Some are evidently enjoying more time with family, or brushing up their culinary skills, or soaking up the quiet of otherwise noisy neighborhoods; several have expressed the unexpected delight of hearing more birdsong. There are others who are recording with a sense of wonder the fresh flowers in their garden or clouds in the evening sky.

Some are more inclined to record the reality around them, their concerns and interests covering a wide spectrum: from reflections on the effect of the pandemic on students and their future prospects to what it can mean to writers, from feeding stray animals and helping those whose livelihoods have been affected, to sharing stories of doctors on the frontlines of fighting the pandemic 24/7, to the devastating news of thousands of migrant laborers walking for days and miles trying to reach home or others being sprayed with disinfectant to prevent contamination.

I don’t belong to either of these categories: I have neither given time to people/creatures in distress, nor given/accepted pleasant challenges to bide the time. Or seek respite from boredom. My problem is not a surfeit of time, but a lack of it. On normal working days, I race against the clock; during quarantine, I seem to be doing it even more.

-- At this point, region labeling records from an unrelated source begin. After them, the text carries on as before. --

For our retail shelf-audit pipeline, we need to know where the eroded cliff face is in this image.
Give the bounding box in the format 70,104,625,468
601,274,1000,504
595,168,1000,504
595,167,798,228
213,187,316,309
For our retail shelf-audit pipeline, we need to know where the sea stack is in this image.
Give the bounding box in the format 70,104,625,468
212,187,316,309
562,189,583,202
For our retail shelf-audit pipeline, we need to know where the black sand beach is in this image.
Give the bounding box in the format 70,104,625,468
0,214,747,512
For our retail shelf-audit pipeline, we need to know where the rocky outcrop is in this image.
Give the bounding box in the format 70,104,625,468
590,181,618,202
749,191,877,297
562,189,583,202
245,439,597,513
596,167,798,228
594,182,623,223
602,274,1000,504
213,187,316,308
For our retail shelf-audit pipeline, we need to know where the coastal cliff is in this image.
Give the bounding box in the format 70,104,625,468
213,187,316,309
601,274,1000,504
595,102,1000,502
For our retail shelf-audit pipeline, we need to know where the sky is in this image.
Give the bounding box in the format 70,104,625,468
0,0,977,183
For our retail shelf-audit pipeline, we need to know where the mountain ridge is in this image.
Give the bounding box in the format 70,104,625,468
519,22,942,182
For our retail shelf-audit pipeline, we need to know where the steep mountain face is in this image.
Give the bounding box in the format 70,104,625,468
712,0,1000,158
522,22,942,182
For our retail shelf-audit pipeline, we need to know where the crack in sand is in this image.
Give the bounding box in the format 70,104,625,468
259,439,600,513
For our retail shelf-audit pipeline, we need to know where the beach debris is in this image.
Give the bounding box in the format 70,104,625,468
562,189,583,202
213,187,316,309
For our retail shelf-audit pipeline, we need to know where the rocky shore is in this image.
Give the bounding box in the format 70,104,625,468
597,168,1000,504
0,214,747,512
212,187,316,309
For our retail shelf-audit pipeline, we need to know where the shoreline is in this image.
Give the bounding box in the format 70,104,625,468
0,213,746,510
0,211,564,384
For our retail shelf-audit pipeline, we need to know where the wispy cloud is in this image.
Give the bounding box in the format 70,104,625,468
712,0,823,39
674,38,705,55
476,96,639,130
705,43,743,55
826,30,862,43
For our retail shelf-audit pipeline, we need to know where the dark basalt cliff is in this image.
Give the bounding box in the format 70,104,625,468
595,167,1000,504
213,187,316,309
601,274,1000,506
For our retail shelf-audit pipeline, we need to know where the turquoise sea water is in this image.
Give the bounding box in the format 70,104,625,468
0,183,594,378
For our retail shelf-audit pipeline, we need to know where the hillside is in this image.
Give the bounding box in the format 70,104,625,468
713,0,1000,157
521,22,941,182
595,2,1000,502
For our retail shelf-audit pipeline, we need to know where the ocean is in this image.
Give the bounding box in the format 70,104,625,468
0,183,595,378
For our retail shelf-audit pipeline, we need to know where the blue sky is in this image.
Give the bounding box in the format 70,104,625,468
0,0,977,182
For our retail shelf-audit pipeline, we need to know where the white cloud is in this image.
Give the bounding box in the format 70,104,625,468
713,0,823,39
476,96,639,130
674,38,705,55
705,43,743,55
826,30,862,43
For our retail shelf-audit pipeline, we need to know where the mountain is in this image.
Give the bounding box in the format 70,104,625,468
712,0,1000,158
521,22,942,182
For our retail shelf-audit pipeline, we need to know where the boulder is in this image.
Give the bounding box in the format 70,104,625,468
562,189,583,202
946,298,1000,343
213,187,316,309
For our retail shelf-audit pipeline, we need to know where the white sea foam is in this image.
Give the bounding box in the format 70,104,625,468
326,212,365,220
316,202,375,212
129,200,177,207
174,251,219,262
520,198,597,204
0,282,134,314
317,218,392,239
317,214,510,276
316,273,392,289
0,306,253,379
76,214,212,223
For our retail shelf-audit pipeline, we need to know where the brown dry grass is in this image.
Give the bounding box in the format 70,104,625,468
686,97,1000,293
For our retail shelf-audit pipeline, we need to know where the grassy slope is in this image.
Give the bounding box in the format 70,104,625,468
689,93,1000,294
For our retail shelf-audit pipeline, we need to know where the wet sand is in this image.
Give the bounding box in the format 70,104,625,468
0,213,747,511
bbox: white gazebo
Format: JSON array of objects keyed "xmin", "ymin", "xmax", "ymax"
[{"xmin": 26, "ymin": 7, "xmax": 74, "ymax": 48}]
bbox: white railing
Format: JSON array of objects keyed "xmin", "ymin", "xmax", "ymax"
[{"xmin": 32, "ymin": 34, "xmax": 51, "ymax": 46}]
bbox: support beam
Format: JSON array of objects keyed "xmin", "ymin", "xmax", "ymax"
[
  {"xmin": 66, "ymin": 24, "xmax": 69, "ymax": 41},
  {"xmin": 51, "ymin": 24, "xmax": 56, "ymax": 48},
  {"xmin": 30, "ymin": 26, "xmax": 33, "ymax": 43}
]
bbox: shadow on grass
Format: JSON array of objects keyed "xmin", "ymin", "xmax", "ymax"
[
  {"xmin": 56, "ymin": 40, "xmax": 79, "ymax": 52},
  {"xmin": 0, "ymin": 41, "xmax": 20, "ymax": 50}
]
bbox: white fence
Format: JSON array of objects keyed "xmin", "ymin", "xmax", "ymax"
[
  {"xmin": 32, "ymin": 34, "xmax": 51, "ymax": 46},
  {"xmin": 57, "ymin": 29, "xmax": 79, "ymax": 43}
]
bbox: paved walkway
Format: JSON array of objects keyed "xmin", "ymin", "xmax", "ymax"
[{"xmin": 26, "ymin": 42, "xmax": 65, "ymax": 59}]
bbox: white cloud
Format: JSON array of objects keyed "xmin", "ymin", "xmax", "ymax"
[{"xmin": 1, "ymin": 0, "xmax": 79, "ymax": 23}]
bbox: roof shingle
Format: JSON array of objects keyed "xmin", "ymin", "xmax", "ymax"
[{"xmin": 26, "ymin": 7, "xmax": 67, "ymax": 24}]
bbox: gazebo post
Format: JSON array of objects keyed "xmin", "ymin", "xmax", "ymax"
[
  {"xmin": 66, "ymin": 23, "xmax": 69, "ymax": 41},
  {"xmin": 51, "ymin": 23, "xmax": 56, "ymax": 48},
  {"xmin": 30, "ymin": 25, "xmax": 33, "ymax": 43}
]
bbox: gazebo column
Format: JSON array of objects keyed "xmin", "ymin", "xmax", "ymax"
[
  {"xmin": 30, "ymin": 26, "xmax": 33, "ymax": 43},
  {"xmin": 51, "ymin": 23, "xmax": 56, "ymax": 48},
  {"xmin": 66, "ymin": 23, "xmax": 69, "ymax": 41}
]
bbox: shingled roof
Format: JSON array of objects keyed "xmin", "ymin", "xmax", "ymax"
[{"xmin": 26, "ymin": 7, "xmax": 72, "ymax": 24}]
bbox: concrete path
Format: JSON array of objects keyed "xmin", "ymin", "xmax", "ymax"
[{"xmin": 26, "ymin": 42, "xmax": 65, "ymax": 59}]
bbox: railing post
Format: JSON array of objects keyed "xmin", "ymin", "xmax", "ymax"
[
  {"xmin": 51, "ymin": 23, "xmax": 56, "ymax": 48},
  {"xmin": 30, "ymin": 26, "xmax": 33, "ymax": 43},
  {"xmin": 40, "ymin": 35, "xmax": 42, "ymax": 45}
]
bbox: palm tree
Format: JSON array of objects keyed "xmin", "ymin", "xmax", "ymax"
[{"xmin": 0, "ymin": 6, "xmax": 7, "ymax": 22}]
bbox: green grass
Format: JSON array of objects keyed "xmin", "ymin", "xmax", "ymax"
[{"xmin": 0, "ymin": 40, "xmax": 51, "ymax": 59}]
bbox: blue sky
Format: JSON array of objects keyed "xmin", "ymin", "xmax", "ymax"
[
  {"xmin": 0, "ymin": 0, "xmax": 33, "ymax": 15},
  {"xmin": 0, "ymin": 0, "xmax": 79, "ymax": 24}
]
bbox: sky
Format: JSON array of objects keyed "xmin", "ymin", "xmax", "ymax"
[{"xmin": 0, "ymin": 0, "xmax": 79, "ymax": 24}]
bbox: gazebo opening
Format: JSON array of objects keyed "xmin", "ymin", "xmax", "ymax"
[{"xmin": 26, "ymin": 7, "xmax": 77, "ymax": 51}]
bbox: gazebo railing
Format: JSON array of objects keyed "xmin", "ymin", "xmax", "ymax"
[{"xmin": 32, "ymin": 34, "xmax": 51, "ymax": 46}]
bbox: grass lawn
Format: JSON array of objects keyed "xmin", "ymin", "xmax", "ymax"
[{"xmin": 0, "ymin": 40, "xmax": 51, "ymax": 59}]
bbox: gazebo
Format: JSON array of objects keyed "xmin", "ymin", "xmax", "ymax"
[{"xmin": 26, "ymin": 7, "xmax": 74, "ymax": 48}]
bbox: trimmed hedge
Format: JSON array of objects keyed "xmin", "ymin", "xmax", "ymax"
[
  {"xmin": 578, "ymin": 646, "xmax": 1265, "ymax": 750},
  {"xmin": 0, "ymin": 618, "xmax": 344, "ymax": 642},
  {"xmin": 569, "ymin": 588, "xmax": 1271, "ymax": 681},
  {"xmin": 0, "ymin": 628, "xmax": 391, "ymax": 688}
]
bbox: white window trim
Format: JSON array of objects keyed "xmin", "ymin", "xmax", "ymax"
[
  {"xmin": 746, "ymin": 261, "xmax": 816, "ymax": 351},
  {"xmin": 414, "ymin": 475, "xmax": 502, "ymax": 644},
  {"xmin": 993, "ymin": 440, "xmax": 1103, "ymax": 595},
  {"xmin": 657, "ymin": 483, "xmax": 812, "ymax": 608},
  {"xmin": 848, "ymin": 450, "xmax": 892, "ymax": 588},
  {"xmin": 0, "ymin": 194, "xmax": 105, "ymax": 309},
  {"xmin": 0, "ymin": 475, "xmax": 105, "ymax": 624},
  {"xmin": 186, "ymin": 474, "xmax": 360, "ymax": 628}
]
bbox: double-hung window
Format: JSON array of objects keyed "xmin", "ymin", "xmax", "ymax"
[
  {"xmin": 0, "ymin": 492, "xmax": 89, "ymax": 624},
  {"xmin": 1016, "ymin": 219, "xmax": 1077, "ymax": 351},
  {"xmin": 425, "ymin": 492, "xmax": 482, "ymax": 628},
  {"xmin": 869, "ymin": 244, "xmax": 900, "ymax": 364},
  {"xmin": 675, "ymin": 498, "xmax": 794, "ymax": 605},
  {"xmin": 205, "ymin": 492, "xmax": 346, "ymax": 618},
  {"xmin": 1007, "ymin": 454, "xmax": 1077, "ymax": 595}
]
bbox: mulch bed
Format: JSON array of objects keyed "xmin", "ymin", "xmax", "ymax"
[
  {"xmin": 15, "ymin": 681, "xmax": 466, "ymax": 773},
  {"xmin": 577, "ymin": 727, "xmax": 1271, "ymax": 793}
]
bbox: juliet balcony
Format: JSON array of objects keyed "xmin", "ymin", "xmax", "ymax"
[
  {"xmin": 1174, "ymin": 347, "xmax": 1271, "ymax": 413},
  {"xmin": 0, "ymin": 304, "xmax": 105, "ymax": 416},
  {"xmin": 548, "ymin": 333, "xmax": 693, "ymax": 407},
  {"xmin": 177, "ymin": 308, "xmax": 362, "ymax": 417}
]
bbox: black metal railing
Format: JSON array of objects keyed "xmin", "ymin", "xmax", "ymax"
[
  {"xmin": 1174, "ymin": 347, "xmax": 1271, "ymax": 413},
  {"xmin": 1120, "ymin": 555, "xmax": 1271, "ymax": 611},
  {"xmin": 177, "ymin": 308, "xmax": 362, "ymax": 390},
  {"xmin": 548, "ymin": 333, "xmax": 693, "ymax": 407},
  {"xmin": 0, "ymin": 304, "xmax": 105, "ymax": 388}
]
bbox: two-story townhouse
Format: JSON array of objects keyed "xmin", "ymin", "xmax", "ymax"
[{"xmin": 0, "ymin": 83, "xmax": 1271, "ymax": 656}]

I am just rushing from one work to another. Always a bit late, and always with a nagging sense of inadequacy; of not having done enough – not enough cooking, cleaning, teaching, giving time, looking after. In short, I am always falling short.

I am aware that there are many, even among those living in the shelter of their homes, whose situations are far worse than mine: people with babies, with bed-ridden parents, or sick family members having to go without medicine, the elderly left to fend for themselves, single men and women who live alone and are unable to travel to their families (like my own sister, braving it out in an apartment in Jersey City). This awareness is supposed to make me feel better about my comparative luck (it’s a peculiar feature of the human mind that it needs to imagine worse in order to feel better). But it’s not working with me. I still feel exhausted.

To have food on the table, roof over one’s head, a loved one nearby - these are luxuries in the present time. I know it. Still, I feel exhausted. I feel small, petty, for feeling so. But the truth is, I am.